By Roberta Benefiel, Grand Riverkeeper Labrador 

Indigenous groups and allies denounce cultural genocide and environmental destruction globally and at Canada’s Muskrat Falls dam

The message from an international alliance of megadam opponents to delegates to the 87th meeting of the International Coalition on Large Dams (ICOLD) on June 10, 2019 in Ottawa, Canada is clear: large dams are a crime against humanity, a major contributor to the climate crisis, are outdated and costly and their construction must stop immediately. ICOLD falsely markets hydropower as “carbon-free.” Decades of research show that dams and their reservoirs are climate disasters. Hydropower is dirty energy and the billions being invested in this archaic method of generating electricity should be spent on modern, efficient local renewable energy.

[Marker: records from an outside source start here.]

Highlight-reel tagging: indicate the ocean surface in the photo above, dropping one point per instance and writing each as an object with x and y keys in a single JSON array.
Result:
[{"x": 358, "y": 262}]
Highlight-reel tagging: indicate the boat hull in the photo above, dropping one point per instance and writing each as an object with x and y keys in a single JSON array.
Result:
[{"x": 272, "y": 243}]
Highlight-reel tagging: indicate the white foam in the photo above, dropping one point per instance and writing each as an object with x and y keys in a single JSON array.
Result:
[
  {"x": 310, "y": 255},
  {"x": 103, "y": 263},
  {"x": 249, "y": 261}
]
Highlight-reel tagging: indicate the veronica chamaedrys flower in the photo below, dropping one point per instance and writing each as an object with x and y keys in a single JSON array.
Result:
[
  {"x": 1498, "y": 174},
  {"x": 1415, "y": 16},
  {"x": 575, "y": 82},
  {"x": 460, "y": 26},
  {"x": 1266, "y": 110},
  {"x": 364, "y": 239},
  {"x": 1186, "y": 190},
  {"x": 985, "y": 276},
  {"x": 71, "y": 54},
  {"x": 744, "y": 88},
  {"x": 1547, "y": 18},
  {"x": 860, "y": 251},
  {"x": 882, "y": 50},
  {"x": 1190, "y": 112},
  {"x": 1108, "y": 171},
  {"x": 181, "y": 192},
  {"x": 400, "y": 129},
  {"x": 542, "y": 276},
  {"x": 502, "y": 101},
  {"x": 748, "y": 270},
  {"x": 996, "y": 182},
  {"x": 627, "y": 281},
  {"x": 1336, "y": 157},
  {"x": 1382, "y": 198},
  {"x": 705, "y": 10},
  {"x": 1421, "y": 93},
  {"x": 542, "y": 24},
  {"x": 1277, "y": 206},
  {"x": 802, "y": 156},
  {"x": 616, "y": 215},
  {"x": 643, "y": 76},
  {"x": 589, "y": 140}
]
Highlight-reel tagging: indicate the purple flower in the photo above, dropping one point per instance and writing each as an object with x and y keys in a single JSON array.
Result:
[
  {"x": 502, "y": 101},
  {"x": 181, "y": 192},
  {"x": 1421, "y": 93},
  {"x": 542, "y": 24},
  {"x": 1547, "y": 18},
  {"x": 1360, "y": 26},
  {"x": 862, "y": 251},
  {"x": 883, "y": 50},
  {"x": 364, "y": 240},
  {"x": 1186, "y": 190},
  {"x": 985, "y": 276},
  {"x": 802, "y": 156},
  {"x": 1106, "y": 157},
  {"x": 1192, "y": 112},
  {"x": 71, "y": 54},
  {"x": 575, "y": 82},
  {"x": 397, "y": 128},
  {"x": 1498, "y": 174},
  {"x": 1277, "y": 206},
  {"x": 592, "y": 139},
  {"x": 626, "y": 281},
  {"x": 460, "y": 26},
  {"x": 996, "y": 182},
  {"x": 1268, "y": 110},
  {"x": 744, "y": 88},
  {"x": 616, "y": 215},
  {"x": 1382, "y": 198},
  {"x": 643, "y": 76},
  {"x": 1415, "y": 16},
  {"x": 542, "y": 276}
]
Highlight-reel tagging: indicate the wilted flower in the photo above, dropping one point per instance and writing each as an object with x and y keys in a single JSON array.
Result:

Worldwide there are about 60,000 large dams, 3,700 in the planning stages, and millions of smaller dams. ICOLD’s mission—to ensure dams are “environmentally sustainable and socially equitable,” safe and economical—is and always has been a mission impossible. Large dams by definition are just the opposite: they usually result in the cultural genocide of Indigenous peoples’ way of life, and always cause an environmental, and economic disaster. Many countries realize this, so ICOLD members target rural or remote communities where access to justice and the political process is unavailable.

Dam construction is an environmental and social justice issue. In Canada, Nalcor Energy is building the Muskrat Falls megadam without the free, prior, informed consent of all affected people, violating the United Nations Declaration on Rights of Indigenous Peoples. Nalcor is planning another dam. Canadian megadams are already poisoning the environment and food supply with toxic methylmercury. Muskrat Falls will make it worse.

Dams also trap sediment and silica that would otherwise flow to the ocean to foster the growth of diatoms. This disrupts the ocean’s ability to sequester carbon dioxide and support fisheries. Hydro-Quebec’s Churchill River dam on the Hudson Bay ranks first globally for sediment volume impounded behind the dam. Silica depletion a likely contributor to the collapse of fisheries in James Bay, Hudson Bay, St. Lawrence River, the Gulf of Maine, and the Grand Banks.

Dam collapses in Laos and Brazil have killed hundreds of people since 2018 and displaced thousands more. Canada’s Muskrat Falls dam is built on unstable quick clay. The Nalcor used to determine the risk of dam failure has been shown to be outdated and unworkable yet construction proceeds. The downstream community of Mud Lake was flooded in 2017, demonstrating that Nalcor’s mismanagement is a real threat.

The United Nations’ May 2019 reports one million species are threatened with extinction. Another report shows only a third of the world’s great rivers remain free-flowing and since 1970, wildlife populations in freshwater ecosystems have plunged by an average of 83 percent due to dams, overuse of water, and pollution. This research shows ICOLD is mission is wholly at odds with current science and politics. ICOLD should disband.

Dam opponents will hold an event in Ottawa on June 10, 2019.